(Note: the original, upstream readme can be found in README.)
This is a fork of libunwind (http://www.nongnu.org/libunwind/), a library to unwind the stack and create a callchain. This fork is extended by support for Xen virtual machines. This is especially useful for Unikernels, in which the kernel and application form a single binary sharing a common address space. By using libunwind-xen, a unikernel's (or, in theory, any other VM's) stack can be unwound from the outside. One of the main uses for this is the sampling of call chains at runtime as a profiling tool.
The way libunwind does this is by using the .eh_frame information
created by a
compiler at compile time. By comparing the stack addresses in the running VM
to those in the ELF's .eh_frame section
, it can assess the size of the
currently running function's frame on the stack, unroll it to retrieve the
prveious instruction pointer, and iterate over this until the end of the stack
is reached. This means that you need compiler support to create an .eh_frame
,
but the good news is that this is almost universally supported out-of-the-box
and by default. It also means that you do not need a frame pointer, so you can
produce stack traces on binaries compiles with -fomit-frame-pointer
for higher
performance, or on architectures that do not provide a frame pointer register.

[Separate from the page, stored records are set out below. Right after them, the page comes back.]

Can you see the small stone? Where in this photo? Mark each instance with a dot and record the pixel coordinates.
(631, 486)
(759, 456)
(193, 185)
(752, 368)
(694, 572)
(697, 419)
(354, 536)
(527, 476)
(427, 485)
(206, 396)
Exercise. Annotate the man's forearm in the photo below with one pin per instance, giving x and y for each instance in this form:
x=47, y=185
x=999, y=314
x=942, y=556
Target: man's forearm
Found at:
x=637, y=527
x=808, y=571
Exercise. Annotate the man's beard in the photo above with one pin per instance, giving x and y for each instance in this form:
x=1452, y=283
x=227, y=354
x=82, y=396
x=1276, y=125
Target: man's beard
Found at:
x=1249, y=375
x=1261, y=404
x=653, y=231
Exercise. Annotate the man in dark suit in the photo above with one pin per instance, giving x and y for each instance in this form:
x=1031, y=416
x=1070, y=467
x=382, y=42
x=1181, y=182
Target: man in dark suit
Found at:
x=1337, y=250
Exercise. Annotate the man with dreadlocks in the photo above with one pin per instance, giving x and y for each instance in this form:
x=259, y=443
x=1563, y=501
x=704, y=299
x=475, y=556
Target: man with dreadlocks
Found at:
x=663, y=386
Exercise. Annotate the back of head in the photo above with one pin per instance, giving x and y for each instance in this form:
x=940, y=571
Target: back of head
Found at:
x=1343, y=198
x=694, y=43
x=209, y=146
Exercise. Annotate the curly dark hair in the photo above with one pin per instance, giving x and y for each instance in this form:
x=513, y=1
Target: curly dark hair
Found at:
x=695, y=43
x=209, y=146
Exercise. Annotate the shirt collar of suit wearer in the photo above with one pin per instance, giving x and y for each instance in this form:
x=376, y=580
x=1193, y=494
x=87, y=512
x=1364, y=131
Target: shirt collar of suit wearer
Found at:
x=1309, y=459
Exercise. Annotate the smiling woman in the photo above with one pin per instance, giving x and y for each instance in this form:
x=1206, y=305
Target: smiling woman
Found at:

This current implementation is quite bare-bones and does not support functionality that isn't required for stack walking. For example, there is no support for writing memory or registers, only reading. It currently also only supports the x86 version of Xen. Extensions of this starting point should be easy though, if more is required at any point in the future.
- ./autogen.sh
- ./configure
- make
- make install
For tracing Xen virtual machines, link your application against libunwind-generic and libunwind-xen.